Al contrario, quando il prezzo del grafico esce dalla linea inferiore per poi rientrarci, emerge un segnale d’acquisto.

Ovviamente questo non accade il 100% delle volte, altrimenti basterebbe fare del trading con le Bande di Bollinger per diventare ricchi.

Molte volte potrebbe esserci un superamento della linea superiore, ad esempio, con un piccolo ritorno verso il basso per poi rilanciarsi nuovamente verso l’alto per un tempo indefinito.

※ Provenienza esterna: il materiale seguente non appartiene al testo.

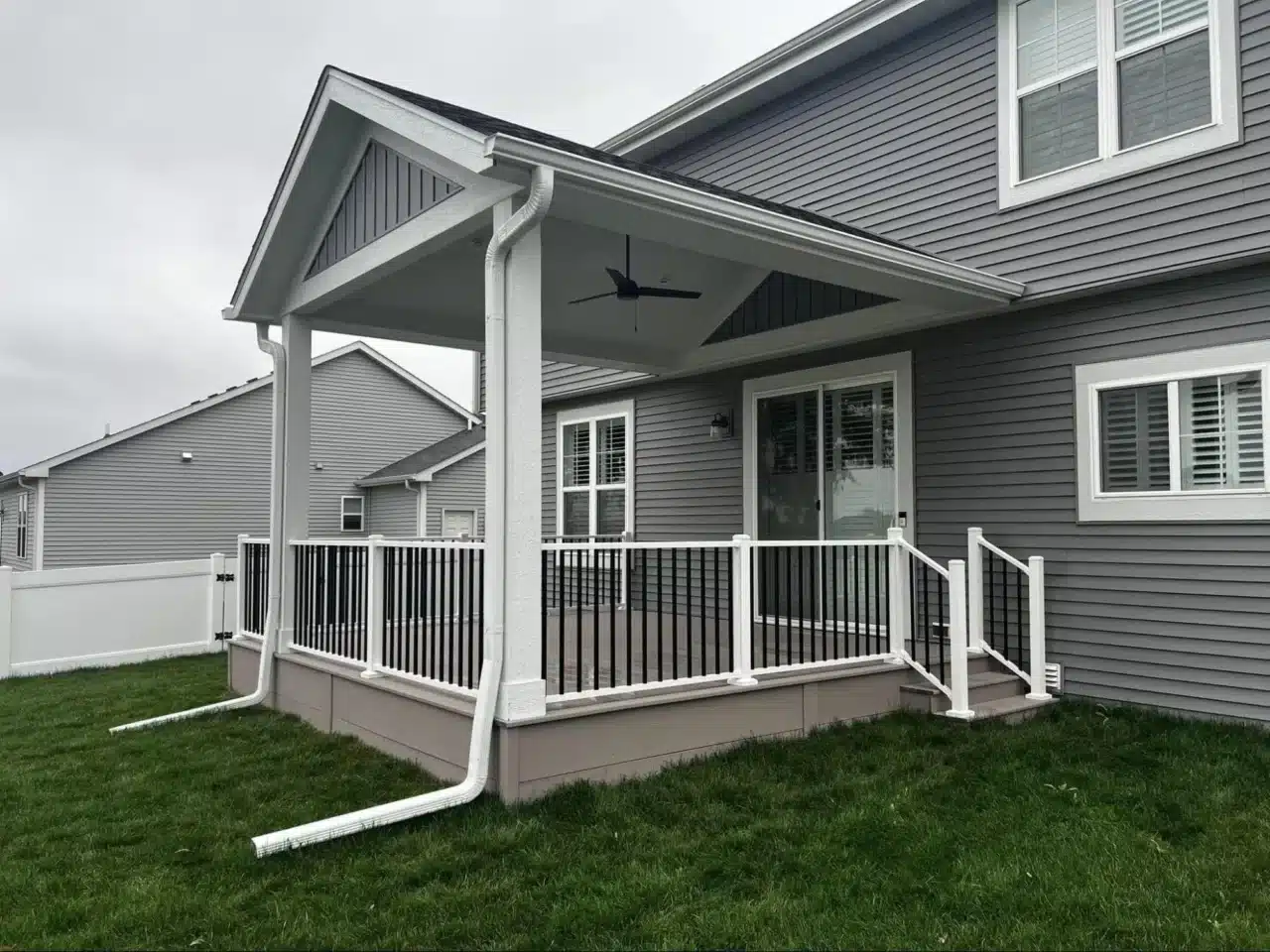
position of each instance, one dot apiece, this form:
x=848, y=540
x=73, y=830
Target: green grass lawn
x=1082, y=829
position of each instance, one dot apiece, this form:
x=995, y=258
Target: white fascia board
x=748, y=80
x=423, y=475
x=760, y=223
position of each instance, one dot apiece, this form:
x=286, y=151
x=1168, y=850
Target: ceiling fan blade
x=670, y=293
x=593, y=298
x=624, y=285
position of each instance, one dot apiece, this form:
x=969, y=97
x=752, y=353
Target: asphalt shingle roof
x=430, y=456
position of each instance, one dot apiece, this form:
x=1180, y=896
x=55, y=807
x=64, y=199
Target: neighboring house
x=940, y=267
x=186, y=484
x=439, y=490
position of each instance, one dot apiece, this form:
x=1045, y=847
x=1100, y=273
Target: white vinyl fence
x=64, y=619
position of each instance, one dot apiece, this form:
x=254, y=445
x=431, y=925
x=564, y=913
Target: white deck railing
x=624, y=617
x=996, y=583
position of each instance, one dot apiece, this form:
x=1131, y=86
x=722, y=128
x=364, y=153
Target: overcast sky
x=140, y=141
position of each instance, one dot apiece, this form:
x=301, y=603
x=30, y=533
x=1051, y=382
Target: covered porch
x=404, y=217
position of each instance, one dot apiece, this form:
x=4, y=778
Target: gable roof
x=427, y=461
x=357, y=347
x=492, y=126
x=862, y=27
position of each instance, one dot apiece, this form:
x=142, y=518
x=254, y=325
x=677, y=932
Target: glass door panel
x=788, y=489
x=858, y=489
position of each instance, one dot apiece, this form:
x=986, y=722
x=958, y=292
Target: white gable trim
x=41, y=468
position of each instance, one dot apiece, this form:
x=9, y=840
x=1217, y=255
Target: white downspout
x=272, y=619
x=534, y=209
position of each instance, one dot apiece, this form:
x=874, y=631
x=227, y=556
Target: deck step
x=1011, y=710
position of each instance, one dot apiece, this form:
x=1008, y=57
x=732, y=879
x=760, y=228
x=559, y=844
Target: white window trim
x=471, y=509
x=22, y=538
x=341, y=513
x=1114, y=163
x=1175, y=504
x=590, y=414
x=897, y=368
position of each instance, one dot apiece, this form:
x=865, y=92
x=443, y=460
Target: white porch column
x=517, y=398
x=298, y=339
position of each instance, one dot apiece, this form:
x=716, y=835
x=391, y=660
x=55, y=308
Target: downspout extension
x=272, y=619
x=532, y=212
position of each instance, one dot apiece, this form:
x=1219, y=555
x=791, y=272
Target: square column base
x=521, y=699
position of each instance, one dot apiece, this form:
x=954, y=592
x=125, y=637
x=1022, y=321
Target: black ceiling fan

Questo dipende anche da ciò che sta accadendo nel mondo politico-finanziario.

Supporto alle Bande di Bollinger

Appare importante associare l’analisi tecnica a quella fondamentale, e comunque associare le Bande di Bollinger ad altri indicatori.

E’ lo stesso John Bollinger a consigliare l’uso associato delle sue bande con altri indicatori (ad esempio l’indicatore di forza relativa RSI o il money flow index detto indicatore MFI) che sono in grado di fornire segnali di conferma unitamente a quelli delle bande di Bollinger, per testare e confermare o meno l’efficacia del suo metodo.

In quanto se uno o più indicatori confermano ciò che le Bande stanno indicando, diventa molto più semplice prendere una decisione, giacchè i vari segnali si rafforzano a vicenda, segnalando chiaramente la posizione da prendere nel mercato.

Tutto questo tenendo comunque sempre bene in mente che si tratta di un’analisi predittiva, ossia di una previsione su eventi futuri non ancora verificatisi e che forse non si verificheranno mai.